Here are 7 jokes on the topic - 'Office'.


"Duties will vary."
Anyone in the office can boss you around and tell you what to do.

"I'll never forget the time they gave me a farewell party at work. I was so surprised, I didn't even know I had been fired."

A boss shows one of his staff his brand new sports car. "That is an amazing car," the employee responds.
"Isn’t it?" replies the boss. "But if you can set your goals higher and work even harder this year, then I can get a much more expensive car next year."

Boss: "I've decided to use humor in the office. Experts say humor helps to ease tension, which is important in the times when the work force is being reduced."
"Knock knock."
Employee: "Who's there?"
Boss: "Not you anymore."

Boss: If Mr. White comes into the office today, tell him I'm out.
Secretary: Yes, sir, anything else?
Boss: Yes. And try not look too busy when he shows up or he'll know you're lying.

In any office you can always tell who the boss is. He's the one who watches the clock during your coffee break.
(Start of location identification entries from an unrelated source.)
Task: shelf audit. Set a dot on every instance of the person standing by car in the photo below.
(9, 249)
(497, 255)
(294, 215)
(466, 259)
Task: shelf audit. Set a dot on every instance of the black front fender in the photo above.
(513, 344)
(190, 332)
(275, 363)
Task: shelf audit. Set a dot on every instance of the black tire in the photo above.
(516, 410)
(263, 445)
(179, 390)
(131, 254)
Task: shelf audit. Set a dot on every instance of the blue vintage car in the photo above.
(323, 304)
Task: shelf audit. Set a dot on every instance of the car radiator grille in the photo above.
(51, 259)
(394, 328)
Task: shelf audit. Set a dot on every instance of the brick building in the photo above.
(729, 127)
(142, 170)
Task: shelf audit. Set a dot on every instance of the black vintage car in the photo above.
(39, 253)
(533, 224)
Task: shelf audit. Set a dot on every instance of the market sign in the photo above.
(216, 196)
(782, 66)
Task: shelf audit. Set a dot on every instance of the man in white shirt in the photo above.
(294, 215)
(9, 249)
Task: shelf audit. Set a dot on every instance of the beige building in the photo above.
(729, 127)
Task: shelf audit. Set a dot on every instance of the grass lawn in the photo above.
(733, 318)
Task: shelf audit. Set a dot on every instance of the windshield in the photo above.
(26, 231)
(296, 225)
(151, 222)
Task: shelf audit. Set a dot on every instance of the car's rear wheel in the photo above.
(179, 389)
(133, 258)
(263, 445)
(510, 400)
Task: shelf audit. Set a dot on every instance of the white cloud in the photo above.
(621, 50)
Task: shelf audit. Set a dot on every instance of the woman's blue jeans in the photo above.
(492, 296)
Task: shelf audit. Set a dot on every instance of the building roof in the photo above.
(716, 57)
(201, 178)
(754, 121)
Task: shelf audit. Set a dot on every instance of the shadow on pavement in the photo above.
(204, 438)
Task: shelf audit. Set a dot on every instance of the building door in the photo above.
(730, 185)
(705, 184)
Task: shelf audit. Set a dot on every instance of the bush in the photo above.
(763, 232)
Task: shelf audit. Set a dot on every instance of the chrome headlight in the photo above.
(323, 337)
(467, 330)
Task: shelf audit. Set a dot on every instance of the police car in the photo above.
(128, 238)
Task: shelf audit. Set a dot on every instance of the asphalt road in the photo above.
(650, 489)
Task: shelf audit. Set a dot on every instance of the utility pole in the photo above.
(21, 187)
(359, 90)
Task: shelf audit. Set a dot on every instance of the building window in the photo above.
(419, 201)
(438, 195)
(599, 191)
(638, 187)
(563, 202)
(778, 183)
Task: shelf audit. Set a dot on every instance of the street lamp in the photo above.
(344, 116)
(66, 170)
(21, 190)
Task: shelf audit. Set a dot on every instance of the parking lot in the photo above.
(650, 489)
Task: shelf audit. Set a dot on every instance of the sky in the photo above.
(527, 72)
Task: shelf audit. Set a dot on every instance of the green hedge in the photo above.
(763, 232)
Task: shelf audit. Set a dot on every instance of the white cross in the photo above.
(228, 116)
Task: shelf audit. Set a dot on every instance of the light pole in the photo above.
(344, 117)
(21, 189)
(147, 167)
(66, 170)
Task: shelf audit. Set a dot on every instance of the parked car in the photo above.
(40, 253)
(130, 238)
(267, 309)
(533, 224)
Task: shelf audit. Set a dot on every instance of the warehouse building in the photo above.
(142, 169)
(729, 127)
One day a salesman dropped in to see a business customer. He found that the office was deserted except a big dog emptying wastebaskets. The salesman stared at the animal, wondering if his eyes were playing tricks on him. Just then, the dog looked up and said, "Don't be surprised, sir this is all part of my job."
"That's simply incredible!" muttered the man. "I can't believe it! I'm must tell your boss what a fantastic asset he has in you - a dog that is able to talk!"
"No, no, please don't do that" said the dog. "If my boss finds out I that can talk, he'll make me answer the phones as well as clean the office."